Did you hear about the math professor who was afraid of negative numbers?
He will stop at nothing to avoid them.
The nurse called me and said, “Under ‘medical history’, we were hoping for something specific to you.”
You wrote down “Fleming discovered penicillin in 1928.”
An Englishman, a Frenchman, a Spaniard, and a Dutchman are all on a zoom call.
The four men are all on a zoom call with their boss. Their boss asks “Can you see me?” and they respond
“Yes”
“Oui”
“Si”
“Ja”
There are only two hard things in computer science: cache invalidation, naming things, and off-by-one errors.
An Optimist and Pessimist wall into a bar.
The optimist orders a drink while the pessimist puts ice on the bruise.
Can you find the three errors in this sentenceeee?
According to my therapist, I have extreme trouble verbalizing my emotions.
Can’t say I’m surprised.
Did you hear about the suicidal homeopath? He took 1/50th of the recommended dose.
Communism jokes only work if everyone gets them.
A mosquito cried out in great pain,
"A chemist has poisoned my brain!"
And the cause of his sorrow
Was para-dichloro-
Diphenyl-trichloroethane.
What do you call two crows on a branch? Attempted murder.
Two behaviorists make love. When they are done, one turns to the other and says: "That was good for you. Was it good for me?"

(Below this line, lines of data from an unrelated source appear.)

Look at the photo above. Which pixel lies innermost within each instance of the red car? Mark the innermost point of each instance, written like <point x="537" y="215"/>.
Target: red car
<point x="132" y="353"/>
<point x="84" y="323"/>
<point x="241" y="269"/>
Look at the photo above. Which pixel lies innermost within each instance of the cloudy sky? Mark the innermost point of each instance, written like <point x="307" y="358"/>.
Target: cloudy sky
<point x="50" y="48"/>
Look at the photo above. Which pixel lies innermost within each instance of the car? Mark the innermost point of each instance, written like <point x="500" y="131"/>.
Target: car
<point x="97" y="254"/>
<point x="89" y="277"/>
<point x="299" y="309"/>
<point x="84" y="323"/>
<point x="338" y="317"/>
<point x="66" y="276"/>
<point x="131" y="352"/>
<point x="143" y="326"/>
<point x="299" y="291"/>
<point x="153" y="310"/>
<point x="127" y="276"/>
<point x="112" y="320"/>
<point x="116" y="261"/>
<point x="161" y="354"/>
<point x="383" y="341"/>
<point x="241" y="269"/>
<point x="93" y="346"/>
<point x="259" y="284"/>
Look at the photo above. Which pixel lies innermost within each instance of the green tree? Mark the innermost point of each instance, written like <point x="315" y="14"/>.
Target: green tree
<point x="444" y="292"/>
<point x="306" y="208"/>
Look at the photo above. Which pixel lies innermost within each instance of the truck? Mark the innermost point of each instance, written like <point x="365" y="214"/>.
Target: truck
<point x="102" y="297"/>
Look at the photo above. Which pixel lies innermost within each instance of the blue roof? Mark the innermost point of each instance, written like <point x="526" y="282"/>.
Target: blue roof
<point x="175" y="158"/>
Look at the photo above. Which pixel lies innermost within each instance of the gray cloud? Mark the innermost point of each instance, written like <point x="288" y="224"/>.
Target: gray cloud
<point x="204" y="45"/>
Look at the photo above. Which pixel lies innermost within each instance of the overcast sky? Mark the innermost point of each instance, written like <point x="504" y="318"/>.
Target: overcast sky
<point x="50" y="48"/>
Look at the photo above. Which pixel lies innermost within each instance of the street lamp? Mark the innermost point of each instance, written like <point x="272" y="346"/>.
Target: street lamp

A hydrogen molecule gets arrested.
His mother comes down to the police station to bail him out. She is met by the detective working the case.
I don’t understand it, says the mother. Hydrogen was always a good kid. I never had any problems til he met oxygen.
Don’t worry, says the detective. The situation is fluid but he won’t be charged.
A mathematician walks into a bar and says, “One beer for me, and 10 beers each for all my friends!”
Bartender: "Now that’s an order of magnitude!"